Fingiendo que apenas en ese momento se me había ocurrido, le dije: «¿Por qué no le llevas la piedra de Coyolxaúqui?».
Se tambaleó de la sorpresa. «¿Nuestra única imagen sagrada?» «Motecuzoma tal vez no estime a la diosa, pero sí apreciará los trabajos de arte bien hechos».
Jadeó: «¿Regalar la Piedra de la Luna? ¡Pero si lo único que conseguiría es que me odiaran y despreciaran más que a aquella bruja yaki de quien habla el abuelo Canaútli!».
«Todo lo contrario —le dije—. Ella causó la disolución de los azteca. Tú estarías efectuando su reconciliación, y mucho más que eso. Yo diría que la escultura sería un precio pequeño a cambio de las ventajas en reunir nuevamente a la nación más grande de toda la tierra conocida. Piénsalo».
Así que al irme, cuando me despedía de mi primo Mixtli, de su bella hermana y del resto de su familia, sólo murmuraba: «Yo solo no podría rodar la Piedra de la Luna de aquí hasta Tenochtitlan, tengo que convencer a otros…».
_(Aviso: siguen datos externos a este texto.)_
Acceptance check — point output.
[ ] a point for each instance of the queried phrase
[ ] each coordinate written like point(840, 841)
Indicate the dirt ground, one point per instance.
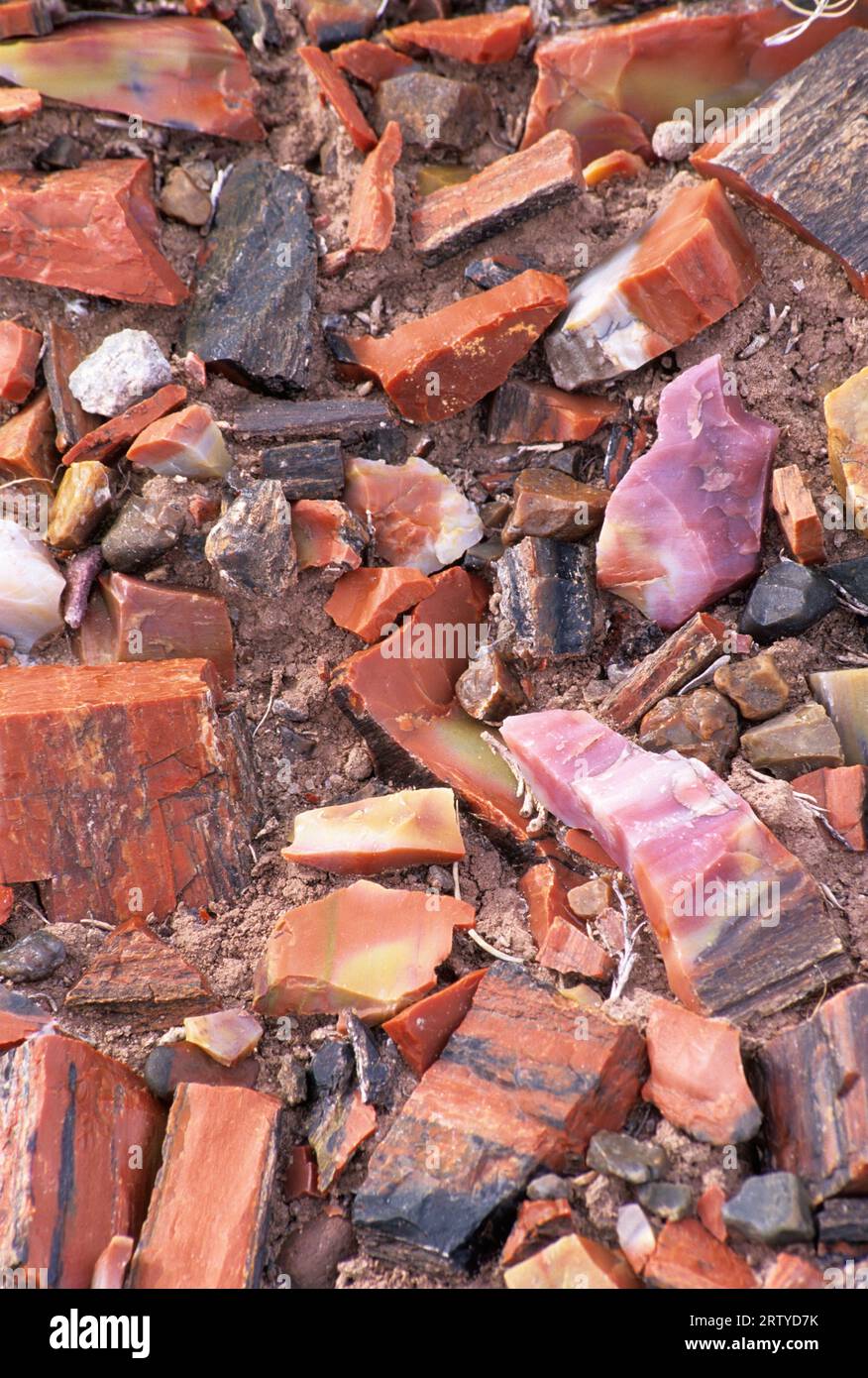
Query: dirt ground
point(286, 647)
Ya no tenía ninguna razón válida para seguir explorando, pues sólo estaría vagando por vagar. Ya era tiempo de que regresara de nuevo a casa, y Canaútli me dijo que llegaría más pronto cruzando en línea recta los pantanos hasta donde terminaban, y luego atravesando las montañas de los cora y huichol. Pero no les contaré mi trayecto a través de esas montañas, porque solamente eran más montañas, o de las diferentes gentes que me encontré allí, porque solamente eran montañeses, y a decir verdad me acuerdo de muy poco de esa parte de regreso a casa, porque estaba demasiado ocupado con mis pensamientos, acordándome de todas las cosas que había visto y aprendido… y desaprendido. Por ejemplo: La palabra chichimeca no necesariamente tenía que significar «salvajes» aunque eso es lo que son. La palabra bien podría significar «gente roja», o sea, toda la raza a la que todos los humanos y yo pertenecíamos. Nosotros los mexica podríamos presumir de la acumulación de años de civilización y cultura, pero eso no quería decir que fuéramos superiores a aquellos salvajes. Los chichimeca, sin lugar a dudas eran nuestros primos. También nosotros los mexica, orgullosos y presuntuosos, habíamos bebido nuestra propia orina y comido nuestro propio excremento.